The Mardi Gras Walking Club is explained vocally by a small mixed group, and instrumentally by Pete with a first-class rhythm section made up of Stan Wrightsman (piano), Bobby Gibbons (guitar), Morty Corb (bass) and Jack Sperling (drums). The same group is responsible for Royal Street Blues, a dignified performance as befits the title. Despite the formal, familiar framework, and the 12/8 gait, we are reminded that the street is in the French Quarter by some blues playing with the time-honored feeling. In fact, this is also part of the local tradition: to take old tunes as points of departure and arrival, and sandwich the blues in between. But Ol' Creole is all blues, straightahead, unadorned, as conceived by Pete and Bud Dant, and played by the same well adjusted musicians.

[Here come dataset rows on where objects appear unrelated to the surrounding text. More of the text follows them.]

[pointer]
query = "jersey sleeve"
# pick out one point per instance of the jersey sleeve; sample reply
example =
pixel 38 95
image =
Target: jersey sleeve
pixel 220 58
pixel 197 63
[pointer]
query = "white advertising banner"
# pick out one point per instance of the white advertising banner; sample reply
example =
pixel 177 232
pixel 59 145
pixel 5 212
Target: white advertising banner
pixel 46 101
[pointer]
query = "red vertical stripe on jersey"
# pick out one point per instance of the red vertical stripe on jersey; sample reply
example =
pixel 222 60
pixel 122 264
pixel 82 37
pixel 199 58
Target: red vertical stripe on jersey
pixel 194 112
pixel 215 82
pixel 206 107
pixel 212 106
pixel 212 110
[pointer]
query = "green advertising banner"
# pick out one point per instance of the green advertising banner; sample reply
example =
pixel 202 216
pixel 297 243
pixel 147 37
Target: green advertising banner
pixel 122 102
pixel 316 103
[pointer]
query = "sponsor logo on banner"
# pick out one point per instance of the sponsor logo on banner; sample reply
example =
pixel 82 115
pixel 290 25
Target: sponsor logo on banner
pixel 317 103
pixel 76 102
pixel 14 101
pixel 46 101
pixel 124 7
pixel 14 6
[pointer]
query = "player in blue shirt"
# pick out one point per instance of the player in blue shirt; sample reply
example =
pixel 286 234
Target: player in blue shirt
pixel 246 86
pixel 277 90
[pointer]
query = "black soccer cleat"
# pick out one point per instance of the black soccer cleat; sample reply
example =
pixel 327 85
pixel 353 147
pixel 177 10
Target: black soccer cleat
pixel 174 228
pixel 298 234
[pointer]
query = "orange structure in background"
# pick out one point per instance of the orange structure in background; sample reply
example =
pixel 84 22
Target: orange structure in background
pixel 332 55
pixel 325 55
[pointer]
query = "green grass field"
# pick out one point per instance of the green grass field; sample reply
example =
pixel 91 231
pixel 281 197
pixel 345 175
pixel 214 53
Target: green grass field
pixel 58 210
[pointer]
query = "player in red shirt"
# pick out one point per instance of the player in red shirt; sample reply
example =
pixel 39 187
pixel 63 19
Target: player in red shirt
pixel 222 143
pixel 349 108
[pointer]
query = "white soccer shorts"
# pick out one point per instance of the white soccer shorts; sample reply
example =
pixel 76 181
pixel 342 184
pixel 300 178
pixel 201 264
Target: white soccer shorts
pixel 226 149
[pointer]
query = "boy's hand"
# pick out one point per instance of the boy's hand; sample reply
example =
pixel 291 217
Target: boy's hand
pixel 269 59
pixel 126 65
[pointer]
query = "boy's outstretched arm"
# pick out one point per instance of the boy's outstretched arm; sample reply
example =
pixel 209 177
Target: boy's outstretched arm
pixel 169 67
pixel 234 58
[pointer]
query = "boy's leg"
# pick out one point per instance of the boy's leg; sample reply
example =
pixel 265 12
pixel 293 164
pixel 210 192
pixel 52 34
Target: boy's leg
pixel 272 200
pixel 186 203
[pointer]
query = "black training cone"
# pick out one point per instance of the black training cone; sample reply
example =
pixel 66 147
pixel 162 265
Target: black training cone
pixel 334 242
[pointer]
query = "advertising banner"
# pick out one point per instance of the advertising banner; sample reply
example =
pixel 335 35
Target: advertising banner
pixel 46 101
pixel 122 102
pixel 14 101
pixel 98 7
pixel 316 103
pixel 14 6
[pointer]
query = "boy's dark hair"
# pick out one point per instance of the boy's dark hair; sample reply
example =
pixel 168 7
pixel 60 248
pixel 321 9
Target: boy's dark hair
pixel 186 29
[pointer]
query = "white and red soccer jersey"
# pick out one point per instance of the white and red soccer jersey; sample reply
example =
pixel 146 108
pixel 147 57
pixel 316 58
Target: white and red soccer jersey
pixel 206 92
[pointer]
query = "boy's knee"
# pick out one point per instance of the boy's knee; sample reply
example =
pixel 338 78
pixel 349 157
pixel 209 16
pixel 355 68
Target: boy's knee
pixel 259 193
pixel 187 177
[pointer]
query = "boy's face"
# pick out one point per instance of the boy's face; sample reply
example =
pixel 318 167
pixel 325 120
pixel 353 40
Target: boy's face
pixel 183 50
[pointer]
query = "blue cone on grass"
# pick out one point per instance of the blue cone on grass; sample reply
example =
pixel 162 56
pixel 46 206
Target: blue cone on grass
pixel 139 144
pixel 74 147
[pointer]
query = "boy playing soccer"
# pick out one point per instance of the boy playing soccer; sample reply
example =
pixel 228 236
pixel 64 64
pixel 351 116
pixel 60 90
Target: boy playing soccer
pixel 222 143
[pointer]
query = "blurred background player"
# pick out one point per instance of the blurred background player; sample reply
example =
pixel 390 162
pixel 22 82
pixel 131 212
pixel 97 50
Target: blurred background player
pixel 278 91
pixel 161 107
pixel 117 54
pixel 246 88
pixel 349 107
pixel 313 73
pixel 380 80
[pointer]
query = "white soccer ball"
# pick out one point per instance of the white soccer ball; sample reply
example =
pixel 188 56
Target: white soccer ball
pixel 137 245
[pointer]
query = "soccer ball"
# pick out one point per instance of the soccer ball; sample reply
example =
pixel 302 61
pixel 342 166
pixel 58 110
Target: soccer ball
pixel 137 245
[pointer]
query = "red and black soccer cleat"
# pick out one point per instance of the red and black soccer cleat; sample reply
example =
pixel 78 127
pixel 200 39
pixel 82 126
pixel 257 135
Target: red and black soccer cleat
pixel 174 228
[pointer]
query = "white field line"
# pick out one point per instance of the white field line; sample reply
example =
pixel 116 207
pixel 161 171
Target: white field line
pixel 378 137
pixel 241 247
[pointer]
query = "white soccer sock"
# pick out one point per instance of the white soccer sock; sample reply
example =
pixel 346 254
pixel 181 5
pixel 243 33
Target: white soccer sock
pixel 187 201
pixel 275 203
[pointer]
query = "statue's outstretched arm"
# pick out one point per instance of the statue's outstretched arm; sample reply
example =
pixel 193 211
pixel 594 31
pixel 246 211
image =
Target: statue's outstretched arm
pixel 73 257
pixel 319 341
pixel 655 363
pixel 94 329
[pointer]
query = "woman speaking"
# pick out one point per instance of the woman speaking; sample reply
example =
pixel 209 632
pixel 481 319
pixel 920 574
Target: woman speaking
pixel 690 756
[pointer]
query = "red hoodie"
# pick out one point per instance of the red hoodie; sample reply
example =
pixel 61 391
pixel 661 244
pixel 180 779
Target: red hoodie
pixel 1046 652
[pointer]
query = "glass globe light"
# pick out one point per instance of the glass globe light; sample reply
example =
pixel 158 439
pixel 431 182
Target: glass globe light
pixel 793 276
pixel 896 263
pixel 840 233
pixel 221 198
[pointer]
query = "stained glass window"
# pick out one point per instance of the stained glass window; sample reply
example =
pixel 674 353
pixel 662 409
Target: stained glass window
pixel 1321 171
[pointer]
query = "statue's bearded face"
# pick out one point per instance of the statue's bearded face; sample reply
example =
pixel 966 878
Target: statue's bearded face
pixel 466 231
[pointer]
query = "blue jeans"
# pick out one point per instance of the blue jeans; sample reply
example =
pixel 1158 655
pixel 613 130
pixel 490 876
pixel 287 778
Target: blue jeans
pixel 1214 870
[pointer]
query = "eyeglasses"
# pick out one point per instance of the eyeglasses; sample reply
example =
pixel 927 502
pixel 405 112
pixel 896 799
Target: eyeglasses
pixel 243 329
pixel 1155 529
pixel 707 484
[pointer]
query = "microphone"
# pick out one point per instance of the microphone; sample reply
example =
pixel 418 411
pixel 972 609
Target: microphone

Although New Orleans preserves its own jazz tradition more zealously than any other city, it does not exist in splendid isolation away from the rest of the jazz world. Items from outside are selectively incorporated into its preferred repertoire. This accounts for the presence here of two numbers made famous by Glenn Miller - In The Mood and Johnson Rag. The former has a relatively modern, big-band sound, with loose phrasing by the soloists for contrast. Johnson Rag, of course, goes far back, all the way to 1917. South has a somewhat similar past, having been popularized and written by another bandleader, Bennie Moten, in association with his trombonist, Thamon Hayes. They first recorded it in St. Louis in 1924, but this performance, like that of Johnson Rag, was recorded in New Orleans in 1967 by an expanded version of Pete's band, which is heard with its regular personnel on Hoagy Carmichael's Lazybones. Eddie Miller's tenor saxophone opens and closes this, while Pete exercises a leader's privilege in variations. The other musicians are: Joe Serpas and Conrad Jones (trumpets), Jack Delaney and George Prejean (trombones), Earl Vuoivich (piano), Oliver Felix (guitar), Paul Edwards (drums) and Godfrey Hirsch (vibes).

Clarinet Marmalade, oddly enough, had never been recorded by Pete before. Written in 1918 by two members of the pioneering Original Dixieland Jazz Band, it is a natural for the clarinetist, and Bud Dant's arrangement preserves the traditional character. The band is again Pete's current ten-piece outfit, and its interpretation brings our musical walking tour of the city to an ending that is every bit as enthusiastic as the beginning. With this album you can make it again whenever you will.